Dev Diary #18 - Collection Hooks Migration, Testing Improvements, and Security Fixes
Hey hey, another month another diary. This month has been super intense in terms of OSS and I thought it was going to be dwindling down lol!
Thankfully, due to my new work relationship with Caught, I’ve begun working on migrating their applications to 3.0. They’re big on using collection-hooks, and during my time at Trusted.care, this package migration was far from perfect. In fact, I was in a time crunch so I sloppily continued whatever was already being done there and gave it one last push just to wrap things up. So this time I wanted to get things right.
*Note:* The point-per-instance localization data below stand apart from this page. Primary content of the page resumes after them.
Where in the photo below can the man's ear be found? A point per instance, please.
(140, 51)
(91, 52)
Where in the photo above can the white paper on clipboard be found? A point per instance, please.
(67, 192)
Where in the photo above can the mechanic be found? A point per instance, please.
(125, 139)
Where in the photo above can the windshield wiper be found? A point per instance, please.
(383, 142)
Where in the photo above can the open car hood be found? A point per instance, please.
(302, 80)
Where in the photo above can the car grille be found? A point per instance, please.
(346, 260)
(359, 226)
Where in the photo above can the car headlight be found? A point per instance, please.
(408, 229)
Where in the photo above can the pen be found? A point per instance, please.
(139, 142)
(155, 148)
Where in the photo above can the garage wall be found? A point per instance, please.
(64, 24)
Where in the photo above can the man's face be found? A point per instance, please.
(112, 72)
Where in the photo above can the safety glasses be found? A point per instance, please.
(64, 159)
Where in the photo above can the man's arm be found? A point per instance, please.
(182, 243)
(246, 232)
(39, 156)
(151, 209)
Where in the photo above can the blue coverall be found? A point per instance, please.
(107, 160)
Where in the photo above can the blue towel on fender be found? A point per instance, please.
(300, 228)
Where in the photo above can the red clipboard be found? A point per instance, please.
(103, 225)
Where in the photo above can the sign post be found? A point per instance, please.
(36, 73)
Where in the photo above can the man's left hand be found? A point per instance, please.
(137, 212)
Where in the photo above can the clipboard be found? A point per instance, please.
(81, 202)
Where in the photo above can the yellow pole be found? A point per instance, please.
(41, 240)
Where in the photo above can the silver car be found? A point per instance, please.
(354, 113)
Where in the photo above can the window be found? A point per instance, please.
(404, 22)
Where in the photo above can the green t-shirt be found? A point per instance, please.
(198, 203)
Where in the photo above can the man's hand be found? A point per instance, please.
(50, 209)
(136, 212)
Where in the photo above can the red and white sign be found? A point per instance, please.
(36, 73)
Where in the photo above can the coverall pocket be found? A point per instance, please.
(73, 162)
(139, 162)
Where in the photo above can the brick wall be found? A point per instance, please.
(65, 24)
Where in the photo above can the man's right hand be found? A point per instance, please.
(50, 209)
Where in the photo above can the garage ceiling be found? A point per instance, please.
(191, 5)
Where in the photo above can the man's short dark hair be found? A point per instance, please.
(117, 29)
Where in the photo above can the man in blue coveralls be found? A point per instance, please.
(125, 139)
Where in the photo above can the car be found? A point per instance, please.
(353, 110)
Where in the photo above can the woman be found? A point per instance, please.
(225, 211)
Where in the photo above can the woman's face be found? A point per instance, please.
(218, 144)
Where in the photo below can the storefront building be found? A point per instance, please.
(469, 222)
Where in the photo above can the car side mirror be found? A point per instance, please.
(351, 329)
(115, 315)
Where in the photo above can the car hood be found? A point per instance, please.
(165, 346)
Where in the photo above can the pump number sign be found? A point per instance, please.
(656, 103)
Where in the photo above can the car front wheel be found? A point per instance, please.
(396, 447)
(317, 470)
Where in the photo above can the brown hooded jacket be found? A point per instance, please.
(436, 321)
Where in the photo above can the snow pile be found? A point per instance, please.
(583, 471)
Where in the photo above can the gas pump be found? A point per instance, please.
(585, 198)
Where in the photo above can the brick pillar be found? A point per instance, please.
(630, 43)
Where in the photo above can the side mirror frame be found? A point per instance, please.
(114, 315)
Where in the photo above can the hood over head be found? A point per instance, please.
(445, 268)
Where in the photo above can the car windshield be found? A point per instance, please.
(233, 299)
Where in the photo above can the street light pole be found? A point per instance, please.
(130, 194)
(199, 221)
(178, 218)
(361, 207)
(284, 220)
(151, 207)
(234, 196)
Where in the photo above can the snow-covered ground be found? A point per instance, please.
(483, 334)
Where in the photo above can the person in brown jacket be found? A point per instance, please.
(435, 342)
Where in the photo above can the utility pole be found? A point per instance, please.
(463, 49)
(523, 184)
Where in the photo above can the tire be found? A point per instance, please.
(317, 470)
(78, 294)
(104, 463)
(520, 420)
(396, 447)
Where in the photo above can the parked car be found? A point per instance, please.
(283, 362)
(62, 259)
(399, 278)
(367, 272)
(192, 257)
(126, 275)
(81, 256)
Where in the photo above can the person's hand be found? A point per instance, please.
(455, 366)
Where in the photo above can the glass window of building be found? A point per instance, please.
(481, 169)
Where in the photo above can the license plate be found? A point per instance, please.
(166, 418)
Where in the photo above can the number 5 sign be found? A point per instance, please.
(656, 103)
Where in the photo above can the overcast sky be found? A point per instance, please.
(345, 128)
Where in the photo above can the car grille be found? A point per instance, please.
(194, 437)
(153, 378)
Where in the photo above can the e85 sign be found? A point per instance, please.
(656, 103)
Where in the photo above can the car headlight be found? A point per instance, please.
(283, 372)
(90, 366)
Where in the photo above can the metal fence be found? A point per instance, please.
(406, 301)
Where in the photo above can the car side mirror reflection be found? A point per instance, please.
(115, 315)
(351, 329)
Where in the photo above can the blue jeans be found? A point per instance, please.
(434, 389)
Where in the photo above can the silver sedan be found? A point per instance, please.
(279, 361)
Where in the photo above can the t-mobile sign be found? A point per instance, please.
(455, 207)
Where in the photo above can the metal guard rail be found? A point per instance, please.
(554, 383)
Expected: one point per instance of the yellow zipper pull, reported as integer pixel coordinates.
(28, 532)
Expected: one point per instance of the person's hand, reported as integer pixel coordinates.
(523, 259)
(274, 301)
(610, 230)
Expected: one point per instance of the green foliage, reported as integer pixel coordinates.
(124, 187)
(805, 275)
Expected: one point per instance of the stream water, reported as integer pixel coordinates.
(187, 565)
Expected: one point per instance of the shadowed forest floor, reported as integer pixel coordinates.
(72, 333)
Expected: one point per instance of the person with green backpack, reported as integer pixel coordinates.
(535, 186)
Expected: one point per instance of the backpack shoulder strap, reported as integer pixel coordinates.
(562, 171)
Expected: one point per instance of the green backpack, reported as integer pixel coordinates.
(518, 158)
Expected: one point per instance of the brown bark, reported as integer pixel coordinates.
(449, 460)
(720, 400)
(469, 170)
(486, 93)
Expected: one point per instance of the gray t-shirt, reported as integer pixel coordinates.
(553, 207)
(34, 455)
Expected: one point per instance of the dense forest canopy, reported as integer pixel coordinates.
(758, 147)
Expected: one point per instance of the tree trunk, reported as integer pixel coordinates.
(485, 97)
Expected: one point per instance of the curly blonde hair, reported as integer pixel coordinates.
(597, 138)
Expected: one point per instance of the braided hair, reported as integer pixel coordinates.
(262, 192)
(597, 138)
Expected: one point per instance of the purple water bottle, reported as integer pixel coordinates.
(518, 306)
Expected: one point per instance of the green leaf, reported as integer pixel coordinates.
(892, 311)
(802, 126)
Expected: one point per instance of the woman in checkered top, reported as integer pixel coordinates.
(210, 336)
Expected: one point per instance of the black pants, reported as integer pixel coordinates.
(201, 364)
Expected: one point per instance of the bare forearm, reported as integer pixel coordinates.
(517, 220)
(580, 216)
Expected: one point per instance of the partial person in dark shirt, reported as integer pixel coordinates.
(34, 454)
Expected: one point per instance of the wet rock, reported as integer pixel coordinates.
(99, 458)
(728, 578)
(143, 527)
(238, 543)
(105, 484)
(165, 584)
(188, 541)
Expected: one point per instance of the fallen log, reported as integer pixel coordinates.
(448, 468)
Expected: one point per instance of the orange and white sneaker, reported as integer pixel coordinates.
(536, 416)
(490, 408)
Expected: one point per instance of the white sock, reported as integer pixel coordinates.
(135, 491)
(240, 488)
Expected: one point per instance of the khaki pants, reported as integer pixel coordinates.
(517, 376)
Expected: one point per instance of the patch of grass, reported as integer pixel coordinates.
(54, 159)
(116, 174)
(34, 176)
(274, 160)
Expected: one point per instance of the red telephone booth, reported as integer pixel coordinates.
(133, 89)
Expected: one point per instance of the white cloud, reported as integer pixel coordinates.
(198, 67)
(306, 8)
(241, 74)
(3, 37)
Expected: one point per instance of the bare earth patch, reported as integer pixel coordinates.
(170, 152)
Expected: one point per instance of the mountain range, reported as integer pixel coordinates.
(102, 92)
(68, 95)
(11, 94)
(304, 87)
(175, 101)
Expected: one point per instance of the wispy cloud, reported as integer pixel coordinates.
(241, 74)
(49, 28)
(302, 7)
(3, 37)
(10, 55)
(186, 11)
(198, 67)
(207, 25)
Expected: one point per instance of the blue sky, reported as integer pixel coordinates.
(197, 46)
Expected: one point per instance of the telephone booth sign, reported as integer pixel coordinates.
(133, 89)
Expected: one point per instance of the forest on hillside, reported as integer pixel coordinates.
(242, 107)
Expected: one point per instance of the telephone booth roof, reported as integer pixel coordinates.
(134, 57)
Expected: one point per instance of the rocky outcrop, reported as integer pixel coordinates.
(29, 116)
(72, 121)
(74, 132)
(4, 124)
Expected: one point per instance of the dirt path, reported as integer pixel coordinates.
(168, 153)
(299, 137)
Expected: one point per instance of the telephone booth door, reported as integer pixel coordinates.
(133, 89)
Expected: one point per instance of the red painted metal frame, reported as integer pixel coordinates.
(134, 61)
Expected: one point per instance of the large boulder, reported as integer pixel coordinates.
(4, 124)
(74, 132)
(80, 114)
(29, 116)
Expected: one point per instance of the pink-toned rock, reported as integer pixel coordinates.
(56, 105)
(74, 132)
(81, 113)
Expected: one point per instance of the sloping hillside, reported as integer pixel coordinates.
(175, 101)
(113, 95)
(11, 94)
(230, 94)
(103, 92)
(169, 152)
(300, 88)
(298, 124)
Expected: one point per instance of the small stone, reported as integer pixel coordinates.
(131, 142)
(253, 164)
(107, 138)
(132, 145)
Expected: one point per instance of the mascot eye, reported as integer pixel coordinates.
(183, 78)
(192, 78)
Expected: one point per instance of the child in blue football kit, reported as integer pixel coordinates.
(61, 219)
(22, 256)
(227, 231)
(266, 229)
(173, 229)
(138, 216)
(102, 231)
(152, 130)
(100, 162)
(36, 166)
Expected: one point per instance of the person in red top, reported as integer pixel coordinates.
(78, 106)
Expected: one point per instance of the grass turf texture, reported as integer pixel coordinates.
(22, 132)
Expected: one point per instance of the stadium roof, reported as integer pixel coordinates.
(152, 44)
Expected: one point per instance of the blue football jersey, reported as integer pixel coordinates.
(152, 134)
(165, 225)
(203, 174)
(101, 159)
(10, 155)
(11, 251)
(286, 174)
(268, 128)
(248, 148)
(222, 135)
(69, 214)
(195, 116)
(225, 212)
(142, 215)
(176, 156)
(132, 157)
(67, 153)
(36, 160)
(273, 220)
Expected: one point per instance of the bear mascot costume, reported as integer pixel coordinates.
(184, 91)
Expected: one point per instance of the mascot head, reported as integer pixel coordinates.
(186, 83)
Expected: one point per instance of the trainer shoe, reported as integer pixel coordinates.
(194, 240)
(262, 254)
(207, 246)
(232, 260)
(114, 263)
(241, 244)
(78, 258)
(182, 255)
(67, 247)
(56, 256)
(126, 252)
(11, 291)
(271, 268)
I started off with integrating lai:collection-extensions into core, which is a critical building block to many Meteor packages out there. Then I moved on to collection-hooks itself. Running tests was an abomination – they kept getting stuck, so I modified the test-in-browser package to allow only running a single set of tests on refresh and to make the DX a little better. But then it kept getting stuck each time, and debugging would entail a huge amount of time, so I opted to migrate collection-hooks to Mocha tests in line with other packages out there like collection2. You can try out the latest beta right now, which is 2.1.0-beta.4. I’ve also begun migrating the Partitioner package, which utilizes collection-hooks underneath.
Lastly, as I was working on wrapping up an application for deployment, I noticed a huge security hole where you’d still have to add a deny to disallow users from editing their profile field, even when you didn’t allow in the first place!! I quickly created a PR and even raised an issue about the current status of the guide.